Brokers retain a positive outlook for REA Group's core online real estate classifieds in Australia and believe the offshore business will take a little time.
-Growth in depth listings should maintain revenue growth despite falling volumes
-Tougher macro background in Asian developer business along with ongoing investment
-Softer market for large apartment block developments
By Eva Brocklehurst
Online real estate business REA Group ((REA)) scored a solid first half result on broker cards, underpinned by its core Australian business. Momentum is expected to pick up in the second half.
Australian revenue was up 11.8%, despite lower listing volumes nationally. Listing depth revenues grew 16%, from price increases that were effective from July.
After adjusting for the divestments of Europe and inclusion of North American associate losses, net profit was below Credit Suisse forecasts. Normalised net profit growth of 5.6% was affected by the dilution from the iProperty acquisition.
The broker does not forecast a major bounce in listings but does expect volume headwinds will ease in the second half. Credit Suisse remains positive on the medium to longer term online property opportunity, driven by price rises and depth penetration.
The main disappointment for brokers was the performance of Asian assets because of a tougher macro background, strong competitive activity and ongoing investment in the business.

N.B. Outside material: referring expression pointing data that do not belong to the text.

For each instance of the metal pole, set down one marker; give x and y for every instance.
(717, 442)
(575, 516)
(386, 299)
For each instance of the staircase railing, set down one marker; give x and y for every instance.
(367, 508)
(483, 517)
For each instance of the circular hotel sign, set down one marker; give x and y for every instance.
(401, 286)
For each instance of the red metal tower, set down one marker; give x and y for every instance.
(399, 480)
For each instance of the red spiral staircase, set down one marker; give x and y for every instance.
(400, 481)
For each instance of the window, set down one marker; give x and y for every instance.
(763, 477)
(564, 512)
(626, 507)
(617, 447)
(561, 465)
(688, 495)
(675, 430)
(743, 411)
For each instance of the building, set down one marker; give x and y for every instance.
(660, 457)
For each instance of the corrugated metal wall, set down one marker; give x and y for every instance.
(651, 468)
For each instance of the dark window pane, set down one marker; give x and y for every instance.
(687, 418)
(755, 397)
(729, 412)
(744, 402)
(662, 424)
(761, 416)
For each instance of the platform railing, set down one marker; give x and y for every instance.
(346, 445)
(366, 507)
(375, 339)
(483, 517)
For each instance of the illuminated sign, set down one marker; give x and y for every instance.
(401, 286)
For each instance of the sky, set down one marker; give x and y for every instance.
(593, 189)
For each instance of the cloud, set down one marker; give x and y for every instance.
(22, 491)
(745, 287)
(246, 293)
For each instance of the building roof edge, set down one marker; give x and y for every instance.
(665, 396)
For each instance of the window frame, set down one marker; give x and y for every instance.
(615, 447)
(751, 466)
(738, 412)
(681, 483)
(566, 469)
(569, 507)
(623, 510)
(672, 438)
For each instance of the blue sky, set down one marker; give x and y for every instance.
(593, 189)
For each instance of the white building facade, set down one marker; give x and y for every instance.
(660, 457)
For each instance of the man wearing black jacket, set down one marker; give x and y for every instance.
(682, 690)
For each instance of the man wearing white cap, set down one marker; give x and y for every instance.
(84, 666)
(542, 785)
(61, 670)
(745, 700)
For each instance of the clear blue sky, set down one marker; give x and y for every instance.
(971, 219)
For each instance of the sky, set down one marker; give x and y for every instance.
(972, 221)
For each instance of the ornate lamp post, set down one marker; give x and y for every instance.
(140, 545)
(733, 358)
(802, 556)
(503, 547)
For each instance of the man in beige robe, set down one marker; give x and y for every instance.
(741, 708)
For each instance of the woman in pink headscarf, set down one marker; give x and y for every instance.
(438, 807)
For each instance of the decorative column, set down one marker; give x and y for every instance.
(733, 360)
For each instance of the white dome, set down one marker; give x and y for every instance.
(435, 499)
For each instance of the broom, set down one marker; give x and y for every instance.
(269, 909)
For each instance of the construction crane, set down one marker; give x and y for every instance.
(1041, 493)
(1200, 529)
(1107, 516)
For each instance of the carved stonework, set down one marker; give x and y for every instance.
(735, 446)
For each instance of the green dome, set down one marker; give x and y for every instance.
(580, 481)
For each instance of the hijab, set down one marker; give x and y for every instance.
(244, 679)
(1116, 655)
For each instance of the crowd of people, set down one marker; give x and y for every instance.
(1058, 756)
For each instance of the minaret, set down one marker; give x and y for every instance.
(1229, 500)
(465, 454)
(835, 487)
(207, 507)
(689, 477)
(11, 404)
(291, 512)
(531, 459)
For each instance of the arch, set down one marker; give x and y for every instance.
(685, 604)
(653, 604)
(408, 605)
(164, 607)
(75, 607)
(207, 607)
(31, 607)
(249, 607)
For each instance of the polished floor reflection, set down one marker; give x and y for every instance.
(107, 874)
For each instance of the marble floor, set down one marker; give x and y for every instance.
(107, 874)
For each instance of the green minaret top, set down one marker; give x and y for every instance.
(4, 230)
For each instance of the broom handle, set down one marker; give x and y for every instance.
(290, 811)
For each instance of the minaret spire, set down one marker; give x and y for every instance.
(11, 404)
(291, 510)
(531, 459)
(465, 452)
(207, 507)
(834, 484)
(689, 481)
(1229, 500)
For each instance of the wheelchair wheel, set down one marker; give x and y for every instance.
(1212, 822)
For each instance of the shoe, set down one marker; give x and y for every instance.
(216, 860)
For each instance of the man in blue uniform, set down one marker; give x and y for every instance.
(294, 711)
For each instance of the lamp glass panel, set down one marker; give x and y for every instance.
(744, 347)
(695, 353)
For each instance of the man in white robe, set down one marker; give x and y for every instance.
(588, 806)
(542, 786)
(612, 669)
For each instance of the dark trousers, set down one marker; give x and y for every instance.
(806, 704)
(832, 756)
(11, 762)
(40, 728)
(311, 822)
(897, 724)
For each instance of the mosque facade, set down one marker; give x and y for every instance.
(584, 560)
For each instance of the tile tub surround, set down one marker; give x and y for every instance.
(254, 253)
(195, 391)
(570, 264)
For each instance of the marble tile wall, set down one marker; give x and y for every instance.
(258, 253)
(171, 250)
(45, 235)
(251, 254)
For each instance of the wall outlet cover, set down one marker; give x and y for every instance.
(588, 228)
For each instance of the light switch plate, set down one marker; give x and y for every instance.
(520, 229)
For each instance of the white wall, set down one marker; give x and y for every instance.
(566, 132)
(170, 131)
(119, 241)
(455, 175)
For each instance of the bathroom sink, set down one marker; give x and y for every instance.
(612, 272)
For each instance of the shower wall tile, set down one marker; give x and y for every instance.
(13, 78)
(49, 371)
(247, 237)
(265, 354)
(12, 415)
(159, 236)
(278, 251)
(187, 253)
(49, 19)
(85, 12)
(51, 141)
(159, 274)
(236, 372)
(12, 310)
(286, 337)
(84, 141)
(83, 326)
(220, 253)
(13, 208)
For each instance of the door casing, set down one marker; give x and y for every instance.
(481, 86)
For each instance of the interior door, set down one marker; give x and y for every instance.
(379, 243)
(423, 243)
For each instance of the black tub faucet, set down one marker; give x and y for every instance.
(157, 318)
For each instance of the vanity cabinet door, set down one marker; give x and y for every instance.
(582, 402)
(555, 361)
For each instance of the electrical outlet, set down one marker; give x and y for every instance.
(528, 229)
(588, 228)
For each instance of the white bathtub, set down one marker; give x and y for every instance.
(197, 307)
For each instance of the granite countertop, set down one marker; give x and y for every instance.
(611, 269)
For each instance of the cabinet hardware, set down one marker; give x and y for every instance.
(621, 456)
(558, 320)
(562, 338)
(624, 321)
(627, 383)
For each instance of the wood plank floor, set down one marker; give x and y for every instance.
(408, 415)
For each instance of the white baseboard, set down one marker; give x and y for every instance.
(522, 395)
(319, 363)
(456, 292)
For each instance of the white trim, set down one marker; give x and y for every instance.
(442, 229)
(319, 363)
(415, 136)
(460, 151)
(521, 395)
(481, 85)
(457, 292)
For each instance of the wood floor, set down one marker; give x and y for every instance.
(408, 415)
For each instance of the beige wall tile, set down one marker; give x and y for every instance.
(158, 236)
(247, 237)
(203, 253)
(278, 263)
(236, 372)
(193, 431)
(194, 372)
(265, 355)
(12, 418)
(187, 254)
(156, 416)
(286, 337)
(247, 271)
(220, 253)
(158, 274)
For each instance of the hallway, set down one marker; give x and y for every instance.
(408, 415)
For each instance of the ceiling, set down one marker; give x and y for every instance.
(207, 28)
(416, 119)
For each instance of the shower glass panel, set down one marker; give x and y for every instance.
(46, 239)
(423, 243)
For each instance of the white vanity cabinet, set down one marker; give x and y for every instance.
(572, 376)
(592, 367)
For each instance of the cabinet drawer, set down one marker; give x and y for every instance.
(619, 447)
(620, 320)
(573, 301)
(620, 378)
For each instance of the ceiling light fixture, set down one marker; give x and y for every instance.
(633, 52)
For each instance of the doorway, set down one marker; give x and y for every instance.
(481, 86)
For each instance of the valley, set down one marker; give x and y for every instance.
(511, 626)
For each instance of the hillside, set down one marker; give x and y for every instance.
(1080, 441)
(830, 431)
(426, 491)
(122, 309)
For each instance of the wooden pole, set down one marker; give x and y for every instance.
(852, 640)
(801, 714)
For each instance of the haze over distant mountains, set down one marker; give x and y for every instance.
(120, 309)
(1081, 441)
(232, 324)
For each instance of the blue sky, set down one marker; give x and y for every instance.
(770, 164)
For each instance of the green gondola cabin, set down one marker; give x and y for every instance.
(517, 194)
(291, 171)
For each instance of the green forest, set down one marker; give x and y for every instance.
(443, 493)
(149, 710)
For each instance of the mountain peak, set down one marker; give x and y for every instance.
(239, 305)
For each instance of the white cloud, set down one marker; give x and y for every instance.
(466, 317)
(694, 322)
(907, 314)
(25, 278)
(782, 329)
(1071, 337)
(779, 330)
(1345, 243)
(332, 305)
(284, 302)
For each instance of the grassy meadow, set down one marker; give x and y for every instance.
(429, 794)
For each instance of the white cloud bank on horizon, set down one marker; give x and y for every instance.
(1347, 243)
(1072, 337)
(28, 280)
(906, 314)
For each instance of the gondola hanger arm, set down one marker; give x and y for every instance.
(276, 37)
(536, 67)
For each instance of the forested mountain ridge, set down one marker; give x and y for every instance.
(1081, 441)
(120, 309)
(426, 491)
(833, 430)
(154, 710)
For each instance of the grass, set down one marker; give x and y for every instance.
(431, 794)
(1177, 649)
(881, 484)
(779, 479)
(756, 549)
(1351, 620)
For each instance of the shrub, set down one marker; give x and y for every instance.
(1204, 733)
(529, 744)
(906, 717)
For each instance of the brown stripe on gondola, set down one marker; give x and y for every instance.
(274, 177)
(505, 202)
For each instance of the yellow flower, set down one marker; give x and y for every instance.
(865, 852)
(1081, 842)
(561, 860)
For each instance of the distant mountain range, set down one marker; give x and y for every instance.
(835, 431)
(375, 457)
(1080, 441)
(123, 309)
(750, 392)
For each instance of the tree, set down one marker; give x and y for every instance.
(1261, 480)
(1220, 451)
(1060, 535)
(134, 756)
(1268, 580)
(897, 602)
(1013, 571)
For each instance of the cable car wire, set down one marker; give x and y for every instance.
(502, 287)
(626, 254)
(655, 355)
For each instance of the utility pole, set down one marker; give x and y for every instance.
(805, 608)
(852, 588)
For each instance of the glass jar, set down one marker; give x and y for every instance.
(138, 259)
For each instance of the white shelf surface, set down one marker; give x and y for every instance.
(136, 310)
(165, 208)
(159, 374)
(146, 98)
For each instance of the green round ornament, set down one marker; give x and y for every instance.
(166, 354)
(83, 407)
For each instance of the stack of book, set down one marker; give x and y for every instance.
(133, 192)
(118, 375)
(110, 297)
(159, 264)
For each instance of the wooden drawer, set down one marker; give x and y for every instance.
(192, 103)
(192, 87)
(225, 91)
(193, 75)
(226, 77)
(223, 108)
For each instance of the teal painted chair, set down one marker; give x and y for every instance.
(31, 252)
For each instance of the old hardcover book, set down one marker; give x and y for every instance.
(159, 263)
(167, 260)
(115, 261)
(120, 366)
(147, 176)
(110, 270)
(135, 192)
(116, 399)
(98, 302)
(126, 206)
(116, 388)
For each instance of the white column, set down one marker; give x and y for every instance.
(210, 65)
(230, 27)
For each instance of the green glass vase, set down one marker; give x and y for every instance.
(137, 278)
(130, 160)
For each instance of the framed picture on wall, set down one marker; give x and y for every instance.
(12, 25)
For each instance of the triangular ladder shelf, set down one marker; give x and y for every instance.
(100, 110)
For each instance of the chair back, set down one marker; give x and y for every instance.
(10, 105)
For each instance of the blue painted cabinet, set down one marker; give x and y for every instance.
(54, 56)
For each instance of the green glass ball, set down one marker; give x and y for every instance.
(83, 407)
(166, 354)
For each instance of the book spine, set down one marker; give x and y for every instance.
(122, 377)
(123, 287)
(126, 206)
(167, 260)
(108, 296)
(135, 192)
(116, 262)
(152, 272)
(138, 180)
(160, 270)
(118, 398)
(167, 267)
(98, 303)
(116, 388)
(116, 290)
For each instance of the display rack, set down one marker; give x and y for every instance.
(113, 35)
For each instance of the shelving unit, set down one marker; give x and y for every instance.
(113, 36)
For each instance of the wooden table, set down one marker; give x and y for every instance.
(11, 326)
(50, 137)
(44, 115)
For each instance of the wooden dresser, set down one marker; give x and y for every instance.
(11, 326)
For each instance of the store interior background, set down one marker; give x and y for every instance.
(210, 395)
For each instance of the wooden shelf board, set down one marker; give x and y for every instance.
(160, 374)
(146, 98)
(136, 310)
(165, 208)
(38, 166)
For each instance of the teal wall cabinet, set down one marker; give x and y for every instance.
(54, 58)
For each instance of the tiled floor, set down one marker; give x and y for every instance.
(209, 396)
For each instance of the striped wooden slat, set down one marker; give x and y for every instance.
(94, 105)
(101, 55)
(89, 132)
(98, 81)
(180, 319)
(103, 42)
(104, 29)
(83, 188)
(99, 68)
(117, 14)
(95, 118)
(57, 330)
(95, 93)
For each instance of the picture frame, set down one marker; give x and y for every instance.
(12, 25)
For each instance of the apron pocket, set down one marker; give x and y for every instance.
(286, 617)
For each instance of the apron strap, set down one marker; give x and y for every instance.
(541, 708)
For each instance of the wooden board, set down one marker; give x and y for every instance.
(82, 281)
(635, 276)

Macquarie expects revenue growth to pick up modestly in the second half. Against this cost growth should moderate. The broker envisages scope for operational earnings (EBITDA) growth to exceed 20% and margins to expand across the year.
Citi also expects continued yield growth in depth listings, which should maintain mid-teens revenue growth in Australia despite volumes falling. The broker notes the company has three yield levers to pull including price, mix and rising penetration rates. Earnings are currently subdued because of low cyclical advertising volumes but there is scope for significant upgrades if the market recovers.
Morgan Stanley is also happy with the first half results in the core Australian business. Moreover, the broker notes listings in January have apparently turned to positive although it is too early to call a recovery. Asian numbers also disappointed Morgan Stanley and the broker expects scrutiny on capital allocation in this region to intensify.
Deutsche Bank concurs that January suggests some growth may be returning to listings and believes the next couple of months will be critical in order to gauge underlying trends. The broker currently expects flat volumes in the second half.
Pricing and the introduction of new products are expected to be key drivers in the shift to depth products and Deutsche Bank expects price increases of 7.5 % will be put in place at the start of FY18.
Asia/US In Slow Lane
Morgans believes the results are stronger than they appear on the surface. This reflects the power of the company's franchise with consumers and real estate agents. The broker acknowledges parts of the business are weak, such as developer display ads and Asia, but these are all dwarfed by the Australian residential strength.
Developer advertising spending was weak because the market for the launch of large apartment blocks has cooled . The company acknowledges the weakness will continue as a glut in apartments unfolds. This affects Asia, with a dearth of new apartment launches in both Hong Kong and Kuala Lumpur.
Morgans observes Asia is stuck in the slow lane but the upside in this is that REA will pay less to buy out the minorities in iProperty next year. The company has booked a $10m gain on deferred consideration.
The main risks to the company's outlook are further steep falls in Australian residential listing volumes, which cause a commensurate fall in depth listings, and the failure of new product initiatives to gain widespread acceptance.
Almost all of Morgans valuation stems from the Australian business, where an opportunity is envisaged for 4-5 more years of strong growth. Should the Asian and/or the US business provide substantial earnings growth over time, the broker acknowledges its current valuation would be too conservative. Still, it remains too early to make a judgement call on offshore business.
The main risk in UBS estimates is with the listing volume outcomes in FY17. That said, the outlook appears brighter to the broker given that both Premiere I and II agents both roll off existing discounts on June 2017. UBS also remains wary of slowing developer growth.
FNArena's database shows six Buy ratings and one Hold (Deutsche Bank). The consensus target is $59.25, suggesting 10.8% upside to the last share price. Targets range from $51 (Deutsche Bank) to $65 (Morgan Stanley).